Welcome to The Logoff: President Donald Trump overreached in his attempts to deploy the National Guard to Chicago, the Supreme Court ruled on Tuesday.
What happened? In an unsigned opinion with noted dissents from three Republican-appointed justices, the Court said that Trump could not deploy federalized National Guard troops to Chicago to support his immigration crackdown. The ruling is only preliminary, for now, but it could have implications for Trump’s attempts to deploy National Guard troops elsewhere as well.
Why did Trump want to deploy troops? As my colleague Ian Millhiser writes, Trump’s justification for his attempted deployment was flimsy at best: An ICE detention facility near Chicago, in Broadview, Illinois, has been the site of (small) protests against the administration’s crackdown, and Trump wanted to use troops to quash them.
Why does this matter? This Supreme Court has been incredibly permissive of Trump’s attempts to stretch the outer limits of presidential power, which means any ruling rebuffing him is noteworthy. In this case, the stakes were particularly high — guardrails against the president deploying troops into an American city are a big deal, and it’s significant that the Court is keeping them in place.

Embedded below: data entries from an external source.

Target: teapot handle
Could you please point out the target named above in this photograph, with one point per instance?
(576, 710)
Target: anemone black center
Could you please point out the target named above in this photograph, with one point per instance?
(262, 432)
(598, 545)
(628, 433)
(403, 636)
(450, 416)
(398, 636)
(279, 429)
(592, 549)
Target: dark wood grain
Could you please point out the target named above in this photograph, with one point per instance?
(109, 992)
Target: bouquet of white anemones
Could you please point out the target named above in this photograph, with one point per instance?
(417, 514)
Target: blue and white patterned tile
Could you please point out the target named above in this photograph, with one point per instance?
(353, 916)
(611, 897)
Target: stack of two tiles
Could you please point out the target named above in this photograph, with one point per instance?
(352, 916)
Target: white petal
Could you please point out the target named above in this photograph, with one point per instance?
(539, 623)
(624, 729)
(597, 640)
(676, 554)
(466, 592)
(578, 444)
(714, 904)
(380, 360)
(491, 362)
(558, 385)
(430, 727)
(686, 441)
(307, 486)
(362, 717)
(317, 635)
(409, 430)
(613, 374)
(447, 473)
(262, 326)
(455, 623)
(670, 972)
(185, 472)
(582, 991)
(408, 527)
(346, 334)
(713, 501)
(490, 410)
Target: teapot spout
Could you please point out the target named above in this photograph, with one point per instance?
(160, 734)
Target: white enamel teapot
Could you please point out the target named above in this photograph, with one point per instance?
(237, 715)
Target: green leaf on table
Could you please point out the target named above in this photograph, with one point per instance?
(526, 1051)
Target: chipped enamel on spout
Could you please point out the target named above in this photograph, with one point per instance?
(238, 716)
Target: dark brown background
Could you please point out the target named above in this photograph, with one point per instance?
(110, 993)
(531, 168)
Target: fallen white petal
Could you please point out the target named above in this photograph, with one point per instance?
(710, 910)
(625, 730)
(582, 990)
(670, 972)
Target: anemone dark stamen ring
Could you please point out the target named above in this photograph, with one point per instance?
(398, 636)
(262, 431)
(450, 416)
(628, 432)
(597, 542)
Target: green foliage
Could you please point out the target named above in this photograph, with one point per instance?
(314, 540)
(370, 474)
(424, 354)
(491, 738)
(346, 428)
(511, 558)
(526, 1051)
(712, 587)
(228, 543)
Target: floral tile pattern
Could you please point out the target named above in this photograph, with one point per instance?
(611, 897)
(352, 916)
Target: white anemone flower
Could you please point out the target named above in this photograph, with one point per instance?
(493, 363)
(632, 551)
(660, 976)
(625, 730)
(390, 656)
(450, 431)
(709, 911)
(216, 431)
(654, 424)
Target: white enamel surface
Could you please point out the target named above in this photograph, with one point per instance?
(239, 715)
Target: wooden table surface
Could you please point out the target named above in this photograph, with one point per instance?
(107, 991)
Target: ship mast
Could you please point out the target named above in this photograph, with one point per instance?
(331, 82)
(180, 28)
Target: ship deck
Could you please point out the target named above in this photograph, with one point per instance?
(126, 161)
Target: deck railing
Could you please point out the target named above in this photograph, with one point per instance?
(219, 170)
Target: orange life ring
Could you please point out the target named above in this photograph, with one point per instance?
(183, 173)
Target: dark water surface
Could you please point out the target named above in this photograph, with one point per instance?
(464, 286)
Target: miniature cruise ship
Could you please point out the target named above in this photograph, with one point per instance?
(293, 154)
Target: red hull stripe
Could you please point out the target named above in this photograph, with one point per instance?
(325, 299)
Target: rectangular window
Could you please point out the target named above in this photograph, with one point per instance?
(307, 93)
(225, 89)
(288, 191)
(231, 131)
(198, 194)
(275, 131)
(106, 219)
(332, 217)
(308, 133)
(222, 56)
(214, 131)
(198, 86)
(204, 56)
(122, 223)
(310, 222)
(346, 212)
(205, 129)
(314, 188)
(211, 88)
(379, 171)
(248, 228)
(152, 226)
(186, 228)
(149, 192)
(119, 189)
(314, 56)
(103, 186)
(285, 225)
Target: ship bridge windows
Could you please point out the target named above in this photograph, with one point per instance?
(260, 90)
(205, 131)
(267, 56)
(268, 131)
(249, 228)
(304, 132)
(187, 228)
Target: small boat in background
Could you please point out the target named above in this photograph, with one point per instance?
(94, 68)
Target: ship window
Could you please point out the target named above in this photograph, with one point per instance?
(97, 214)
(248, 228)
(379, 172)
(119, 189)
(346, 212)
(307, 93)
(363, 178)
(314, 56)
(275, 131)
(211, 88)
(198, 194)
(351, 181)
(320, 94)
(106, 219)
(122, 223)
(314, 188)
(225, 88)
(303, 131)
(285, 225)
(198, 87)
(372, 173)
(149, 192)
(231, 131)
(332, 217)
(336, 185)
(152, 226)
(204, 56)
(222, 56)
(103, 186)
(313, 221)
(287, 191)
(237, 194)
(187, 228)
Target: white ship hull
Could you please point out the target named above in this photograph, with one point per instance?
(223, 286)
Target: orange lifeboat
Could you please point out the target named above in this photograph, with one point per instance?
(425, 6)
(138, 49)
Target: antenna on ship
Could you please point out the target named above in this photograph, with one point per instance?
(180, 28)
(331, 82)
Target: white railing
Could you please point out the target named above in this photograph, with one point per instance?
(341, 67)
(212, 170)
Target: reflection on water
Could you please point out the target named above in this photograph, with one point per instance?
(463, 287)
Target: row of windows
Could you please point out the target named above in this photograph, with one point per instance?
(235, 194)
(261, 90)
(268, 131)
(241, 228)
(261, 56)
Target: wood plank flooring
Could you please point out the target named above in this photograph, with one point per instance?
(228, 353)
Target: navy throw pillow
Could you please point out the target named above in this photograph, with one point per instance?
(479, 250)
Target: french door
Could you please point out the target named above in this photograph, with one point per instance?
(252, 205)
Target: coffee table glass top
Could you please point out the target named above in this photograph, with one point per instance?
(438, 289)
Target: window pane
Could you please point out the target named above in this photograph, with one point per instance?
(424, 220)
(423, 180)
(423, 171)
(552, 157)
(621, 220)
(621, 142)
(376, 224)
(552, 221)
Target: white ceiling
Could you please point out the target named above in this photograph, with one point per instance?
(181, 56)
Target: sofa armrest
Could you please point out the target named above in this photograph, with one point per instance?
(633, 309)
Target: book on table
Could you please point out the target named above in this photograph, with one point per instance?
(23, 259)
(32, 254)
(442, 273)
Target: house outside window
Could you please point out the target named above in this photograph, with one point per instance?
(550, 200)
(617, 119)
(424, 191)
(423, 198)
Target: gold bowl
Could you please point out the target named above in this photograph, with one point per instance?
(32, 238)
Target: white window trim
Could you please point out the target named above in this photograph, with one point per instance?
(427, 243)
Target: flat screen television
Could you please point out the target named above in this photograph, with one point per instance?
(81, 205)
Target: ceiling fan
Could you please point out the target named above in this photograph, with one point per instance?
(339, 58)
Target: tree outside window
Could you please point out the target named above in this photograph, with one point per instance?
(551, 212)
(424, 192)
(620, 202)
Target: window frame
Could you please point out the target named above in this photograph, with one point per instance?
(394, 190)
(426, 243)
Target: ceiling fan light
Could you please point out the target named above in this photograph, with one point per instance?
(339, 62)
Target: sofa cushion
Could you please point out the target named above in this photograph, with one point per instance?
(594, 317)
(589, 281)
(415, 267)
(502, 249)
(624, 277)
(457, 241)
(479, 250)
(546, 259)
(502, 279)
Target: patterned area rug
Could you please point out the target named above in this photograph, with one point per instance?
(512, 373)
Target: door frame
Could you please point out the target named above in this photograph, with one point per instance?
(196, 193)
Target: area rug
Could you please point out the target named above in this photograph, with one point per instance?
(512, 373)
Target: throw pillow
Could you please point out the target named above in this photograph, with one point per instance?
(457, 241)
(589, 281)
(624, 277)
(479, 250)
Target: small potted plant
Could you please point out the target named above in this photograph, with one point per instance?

What’s the context? Trump has attempted to expand the National Guard’s domestic role in unprecedented ways in his second term, including deploying troops to Washington, DC, and Los Angeles, and attempting to do so in Chicago and in Portland, Oregon. Often, they’ve had little to do — in DC, some troops have helped landscape federal properties — but that could change: In October, a Pentagon memo ordered state National Guard units to create “quick reaction forces” for potential crowd control use around the country.